Le Cirque Alphonse, venu tout droit du Québec, vient de poser ses valises à Bobino pour un spectacle sans queue ni tête qui ébahit le spectateur de ses acrobaties impressionnantes et inédites. On en redemande, calice d’hostie !
Un joyeux capharnaüm jonche la scène de Bobino. Ici, des bancs en bois, là, des bibelots, là encore des skis ou tout un fatras de menu fretin. Mais tout d’un coup, tout est balayé, dispersé dans les recoins sombres des coulisses, par les neuf énergumènes tout de blanc vêtus qui envahissent l’espace avec énergie.
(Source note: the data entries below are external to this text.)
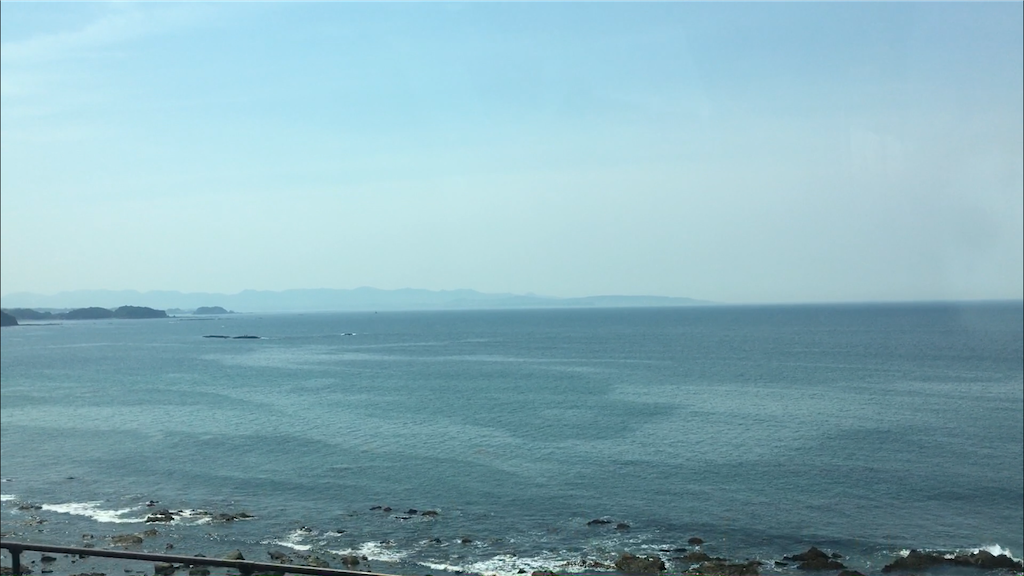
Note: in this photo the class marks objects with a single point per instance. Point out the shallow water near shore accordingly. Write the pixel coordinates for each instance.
(864, 429)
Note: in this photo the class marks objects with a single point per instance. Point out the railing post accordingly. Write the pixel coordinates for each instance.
(15, 561)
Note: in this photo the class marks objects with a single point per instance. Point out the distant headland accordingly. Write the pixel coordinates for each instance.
(368, 299)
(89, 313)
(11, 317)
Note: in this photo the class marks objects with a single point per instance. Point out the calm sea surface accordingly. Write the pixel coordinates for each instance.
(865, 429)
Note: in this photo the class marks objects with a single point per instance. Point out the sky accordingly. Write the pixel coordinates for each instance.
(768, 152)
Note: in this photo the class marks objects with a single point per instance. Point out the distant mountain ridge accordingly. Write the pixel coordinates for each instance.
(325, 299)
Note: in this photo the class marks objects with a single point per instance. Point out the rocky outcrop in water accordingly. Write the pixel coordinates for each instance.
(635, 565)
(719, 568)
(918, 561)
(815, 559)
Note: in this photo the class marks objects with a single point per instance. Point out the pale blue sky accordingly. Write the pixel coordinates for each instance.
(739, 153)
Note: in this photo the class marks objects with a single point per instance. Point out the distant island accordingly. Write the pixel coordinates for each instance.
(329, 299)
(90, 313)
(211, 310)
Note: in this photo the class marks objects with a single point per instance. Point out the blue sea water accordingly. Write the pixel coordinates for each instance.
(864, 429)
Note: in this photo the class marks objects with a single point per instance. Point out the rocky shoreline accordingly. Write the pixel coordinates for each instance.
(691, 560)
Sont-ils danseurs, chanteurs, musiciens, acrobates ? Ou tout ça à la fois ? Pendant 1h15 de spectacle, tous les repères habituels vont voler en éclat, comme les comédiens dans les cimes de la salle, voltigeant à qui mieux mieux.
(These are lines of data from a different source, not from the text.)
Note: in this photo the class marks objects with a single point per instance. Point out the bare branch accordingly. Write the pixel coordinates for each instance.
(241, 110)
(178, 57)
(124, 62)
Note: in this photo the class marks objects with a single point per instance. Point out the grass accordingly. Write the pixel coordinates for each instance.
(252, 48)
Ils sont neuf Québécois qui viennent ici prêcher la bonne parole. Mais pas celle de l’Evangile, non, plutôt celle de la Désobéissance, de la Liberté à tout crin. Un hymne national interprété main sur le coeur qui ressemble davantage à une chanson aussi poétique que revendicatrice et tout d’un coup, la joyeuse troupe revêt des patins à roulettes pour se lancer dans une chorégraphie endiablée qui donne le tournis. En hauteur, sur des gradins de fortune, une batterie, des guitares, des percussions et même un violoncelle. Ils seront six sur scène à se jeter à corps perdu dans des acrobaties époustouflantes quand en haut, les trois restants rythmeront la cadence de mélodies chaloupées. Parfois, tous s’interrompent pour entonner en choeur une chanson à portée humoristique, avant de repartir dans les rôles qui leur sont dévolus.

Numéros à base d’eau, de pyramides humaines, de fouets qui claquent, de balançoires intrépides ou de poutres, tout s’enchaîne sans laisser aux spectateurs le loisir de respirer. Car certaines performances paraissent si dangereuses pour les intrépides artistes, que l’on retient son souffle, les mains moites et les yeux écarquillés. Et si jamais une performance venait à rater, elle est vite reprise pour être cette fois exécutée à la perfection. Les six athlètes ne lésinent pas sur une énergie communicative, une écoute à toute épreuve, nécessaire pour la réussite de ces saynètes. Il ne manque qu’une certaine narration (ne cherchez pas, il n’y en a aucune, hormis le plaisir évident que tous prennent à être sur scène, avec générosité) pour que le spectacle soit parfait.

Les Québécois ont décidément beaucoup de leçons à donner aux Français. Avec humilité, talent et précision, ils parviennent à créer un show qui ne ressemble à nul autre. On en avait déjà eu un avant-goût dans leurs films (merci Denis Villeneuve, Xavier Dolan et autres Denys Arcand), leurs pièces de théâtre (le No Show, événement interactif du dernier festival d’Avignon), on en a désormais confirmation pour les spectacles acrobatiques, comme la compagnie des Sept Doigts de la Main en avait déjà été le chantre. Il faut désormais compter également avec le Cirque Alphonse. Mais tabernacle, ça ne dure que jusqu’au 9 juin !
Tabernak, à Bobino, du mercredi au samedi à 20h30 (également 16h le samedi). Jusqu’au 9 juin.